For anyone who hears of Swati Gupta’s experiences, it will be hard to guess her age. A graduate with double degrees and double minors, the twenty-something Gupta completed her Honours research in Electrical and Computer Engineering where she learnt to develop new programming language. While in Economics she worked on education and micro-finance in her final year.

A person may have to traverse different boundaries in their lifetime, but for Gupta, “too much happened in too little time.”

Inspite of her experience as an engineer, Gupta remains passionate about art. Born and brought up in Delhi, Gupta studied at Carnegie Mellon University, United States. “I was also the youngest teaching assistant in my time. I taught students much older to me and learnt a lot in the process. I conducted some fun classes too – glass blowing, industrial design, acting, etc,” she tells Metrolife.

“My association with paints has been special since childhood. And at the age of 14, I pursued a diploma in fine arts from the Bangiya Sangeet Parishad. I owe my accomplishments as an artist to SS Kukkal, under whose aegis I grew and matured my style and form,” says Gupta.

“I always wanted to return to India. The question was when. My love story was a total filmi one, after which I came back to Delhi and got married. Currently, I work in the construction field on specialised construction projects for the Defence Research and Development Organisation (DRDO), such as aircraft hangers, bunkers, etc.”

“I am very motivated with my art and took it more seriously after returning to India. I carry a small sketchbook, paints and tools with me always. I usually paint while travelling long distances for office work. It’s a form of meditation for me. Clears my head, helps me grow as a person.”

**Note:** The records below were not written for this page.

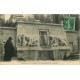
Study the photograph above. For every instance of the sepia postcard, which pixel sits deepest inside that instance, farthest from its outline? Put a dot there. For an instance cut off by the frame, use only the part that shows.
(39, 39)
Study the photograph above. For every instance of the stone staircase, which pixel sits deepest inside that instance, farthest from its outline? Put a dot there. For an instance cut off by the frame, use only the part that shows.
(74, 56)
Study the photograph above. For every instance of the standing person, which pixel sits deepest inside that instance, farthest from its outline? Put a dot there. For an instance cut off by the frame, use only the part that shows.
(9, 50)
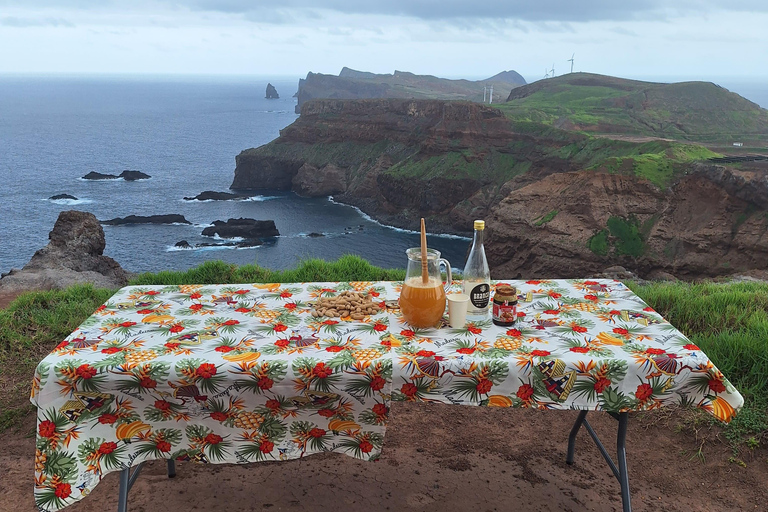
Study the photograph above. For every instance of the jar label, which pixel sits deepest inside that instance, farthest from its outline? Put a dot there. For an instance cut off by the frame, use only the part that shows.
(480, 295)
(505, 313)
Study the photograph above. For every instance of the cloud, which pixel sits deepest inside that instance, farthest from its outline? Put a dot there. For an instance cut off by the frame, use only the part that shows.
(284, 11)
(21, 22)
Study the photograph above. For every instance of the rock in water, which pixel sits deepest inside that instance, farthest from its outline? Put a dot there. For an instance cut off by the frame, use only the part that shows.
(210, 195)
(134, 175)
(73, 255)
(99, 176)
(151, 219)
(243, 228)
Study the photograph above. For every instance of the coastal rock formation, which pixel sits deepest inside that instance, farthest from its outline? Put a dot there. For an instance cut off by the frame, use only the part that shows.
(313, 182)
(353, 84)
(134, 175)
(242, 228)
(595, 220)
(558, 203)
(149, 219)
(93, 175)
(126, 175)
(210, 195)
(75, 254)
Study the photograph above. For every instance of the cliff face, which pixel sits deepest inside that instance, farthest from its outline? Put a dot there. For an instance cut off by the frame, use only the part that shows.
(554, 208)
(352, 84)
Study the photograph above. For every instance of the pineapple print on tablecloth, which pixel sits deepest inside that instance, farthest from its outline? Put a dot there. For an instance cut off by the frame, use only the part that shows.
(506, 343)
(140, 356)
(248, 420)
(366, 354)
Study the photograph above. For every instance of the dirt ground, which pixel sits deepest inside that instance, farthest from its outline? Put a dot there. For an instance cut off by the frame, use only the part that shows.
(448, 457)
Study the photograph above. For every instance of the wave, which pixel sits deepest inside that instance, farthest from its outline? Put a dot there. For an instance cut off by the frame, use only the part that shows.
(69, 202)
(394, 228)
(249, 198)
(173, 248)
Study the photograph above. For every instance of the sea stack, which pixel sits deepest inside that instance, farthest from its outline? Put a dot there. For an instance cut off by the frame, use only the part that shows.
(272, 92)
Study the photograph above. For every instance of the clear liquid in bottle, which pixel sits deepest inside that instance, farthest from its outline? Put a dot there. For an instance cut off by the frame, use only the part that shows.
(477, 276)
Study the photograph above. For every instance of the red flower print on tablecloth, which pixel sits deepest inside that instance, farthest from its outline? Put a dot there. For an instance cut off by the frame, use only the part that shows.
(643, 392)
(62, 491)
(46, 429)
(377, 383)
(206, 370)
(525, 392)
(213, 439)
(163, 405)
(107, 448)
(86, 371)
(317, 432)
(716, 385)
(484, 386)
(148, 383)
(409, 389)
(321, 371)
(601, 384)
(107, 418)
(265, 383)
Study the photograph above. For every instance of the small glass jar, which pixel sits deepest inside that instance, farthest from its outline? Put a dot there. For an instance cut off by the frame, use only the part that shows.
(505, 305)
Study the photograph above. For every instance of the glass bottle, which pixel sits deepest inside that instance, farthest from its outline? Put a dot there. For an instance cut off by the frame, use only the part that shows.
(477, 277)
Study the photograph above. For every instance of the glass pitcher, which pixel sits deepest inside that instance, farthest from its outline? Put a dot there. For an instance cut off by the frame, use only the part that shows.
(423, 304)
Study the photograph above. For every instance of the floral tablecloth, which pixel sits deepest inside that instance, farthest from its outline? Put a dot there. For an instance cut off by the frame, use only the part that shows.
(244, 373)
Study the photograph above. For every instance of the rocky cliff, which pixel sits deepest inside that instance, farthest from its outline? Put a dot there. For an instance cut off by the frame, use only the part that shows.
(353, 84)
(558, 203)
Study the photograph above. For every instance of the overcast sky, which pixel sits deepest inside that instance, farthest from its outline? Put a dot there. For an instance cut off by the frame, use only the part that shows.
(681, 39)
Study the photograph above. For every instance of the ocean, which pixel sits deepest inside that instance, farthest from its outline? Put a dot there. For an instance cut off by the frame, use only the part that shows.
(184, 133)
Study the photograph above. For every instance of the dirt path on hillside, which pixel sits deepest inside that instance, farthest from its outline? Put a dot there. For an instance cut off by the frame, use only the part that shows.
(443, 457)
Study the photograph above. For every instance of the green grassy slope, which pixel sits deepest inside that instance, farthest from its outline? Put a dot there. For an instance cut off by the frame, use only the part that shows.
(696, 111)
(728, 321)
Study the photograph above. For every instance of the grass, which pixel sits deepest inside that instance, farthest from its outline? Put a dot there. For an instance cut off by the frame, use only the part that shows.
(547, 218)
(695, 111)
(628, 239)
(728, 321)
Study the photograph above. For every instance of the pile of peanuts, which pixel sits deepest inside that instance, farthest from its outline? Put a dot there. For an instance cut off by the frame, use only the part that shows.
(352, 304)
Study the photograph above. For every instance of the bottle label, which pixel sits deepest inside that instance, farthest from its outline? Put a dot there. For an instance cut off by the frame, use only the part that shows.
(480, 295)
(505, 313)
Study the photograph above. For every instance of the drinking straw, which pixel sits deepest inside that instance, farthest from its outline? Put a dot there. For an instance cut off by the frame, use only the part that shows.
(424, 273)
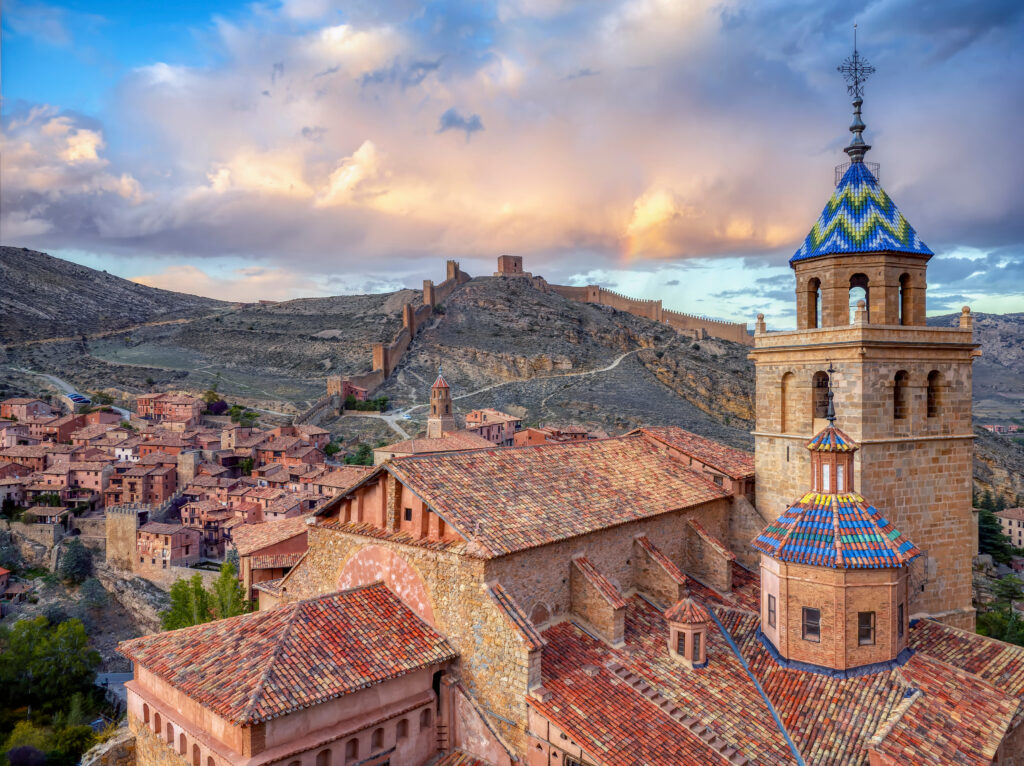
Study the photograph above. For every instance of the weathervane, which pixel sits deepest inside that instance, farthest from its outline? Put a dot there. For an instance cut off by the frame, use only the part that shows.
(830, 414)
(856, 71)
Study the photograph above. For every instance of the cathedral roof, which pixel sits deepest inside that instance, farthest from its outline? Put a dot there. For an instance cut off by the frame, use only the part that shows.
(267, 664)
(689, 611)
(837, 530)
(832, 440)
(860, 217)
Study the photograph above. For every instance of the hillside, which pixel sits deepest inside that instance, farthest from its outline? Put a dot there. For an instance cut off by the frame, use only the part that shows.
(46, 297)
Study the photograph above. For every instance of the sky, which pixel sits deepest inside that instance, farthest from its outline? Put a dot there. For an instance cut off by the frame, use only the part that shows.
(665, 150)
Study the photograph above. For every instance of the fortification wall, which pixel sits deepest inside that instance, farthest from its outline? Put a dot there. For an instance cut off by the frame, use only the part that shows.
(386, 356)
(652, 309)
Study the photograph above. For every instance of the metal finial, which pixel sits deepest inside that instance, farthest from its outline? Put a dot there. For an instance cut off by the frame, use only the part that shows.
(855, 71)
(830, 414)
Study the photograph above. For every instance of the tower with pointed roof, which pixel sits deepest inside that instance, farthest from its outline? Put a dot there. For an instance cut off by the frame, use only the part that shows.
(904, 387)
(835, 570)
(441, 419)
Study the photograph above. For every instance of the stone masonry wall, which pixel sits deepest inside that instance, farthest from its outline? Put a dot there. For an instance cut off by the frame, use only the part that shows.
(494, 663)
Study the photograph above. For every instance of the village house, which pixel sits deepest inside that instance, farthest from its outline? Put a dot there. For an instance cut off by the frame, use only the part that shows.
(1012, 521)
(494, 425)
(164, 545)
(178, 409)
(24, 409)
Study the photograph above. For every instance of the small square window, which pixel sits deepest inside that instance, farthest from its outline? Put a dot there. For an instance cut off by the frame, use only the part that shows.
(865, 628)
(812, 625)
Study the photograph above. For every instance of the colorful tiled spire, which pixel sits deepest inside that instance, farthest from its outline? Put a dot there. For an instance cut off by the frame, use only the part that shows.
(860, 217)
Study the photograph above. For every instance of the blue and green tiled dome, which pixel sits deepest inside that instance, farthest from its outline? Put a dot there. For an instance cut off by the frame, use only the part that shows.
(860, 218)
(836, 530)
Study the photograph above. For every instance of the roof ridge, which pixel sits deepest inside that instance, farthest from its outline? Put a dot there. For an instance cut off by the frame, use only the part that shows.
(248, 714)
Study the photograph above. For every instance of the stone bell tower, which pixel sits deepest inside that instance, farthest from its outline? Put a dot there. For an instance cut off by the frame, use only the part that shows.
(440, 420)
(903, 388)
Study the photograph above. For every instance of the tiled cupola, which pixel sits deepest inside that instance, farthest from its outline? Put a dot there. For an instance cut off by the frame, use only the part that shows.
(688, 621)
(834, 571)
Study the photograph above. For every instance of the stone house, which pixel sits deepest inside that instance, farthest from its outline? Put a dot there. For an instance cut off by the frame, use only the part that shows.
(343, 679)
(161, 546)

Gupta’s first exhibition was Vritti, which was hosted by India Habitat Centre, “After much persuasion from my teachers and family, I applied to IHC and got selected for my first exhibition,” she says.

Gupta recently exhibited her artwork at IHC. The exhibition concluded on April 25. ‘Vritti’ as she says was “a condensation of my internal whirlpool of thoughts, represented through visual narratives in the form of paintings and photographs.” Her works are based on the premise of human tendencies to not take things at their face value, and succumb to the surreal powers of the heart and mind. Her art shows keen observations that are imbued with social, emotional and geographical trajectories that influence our subconscious. Gupta’s work, which includes paintings and creative photographs, are largely rendered in acrylic, watercolour, ink and mixed media.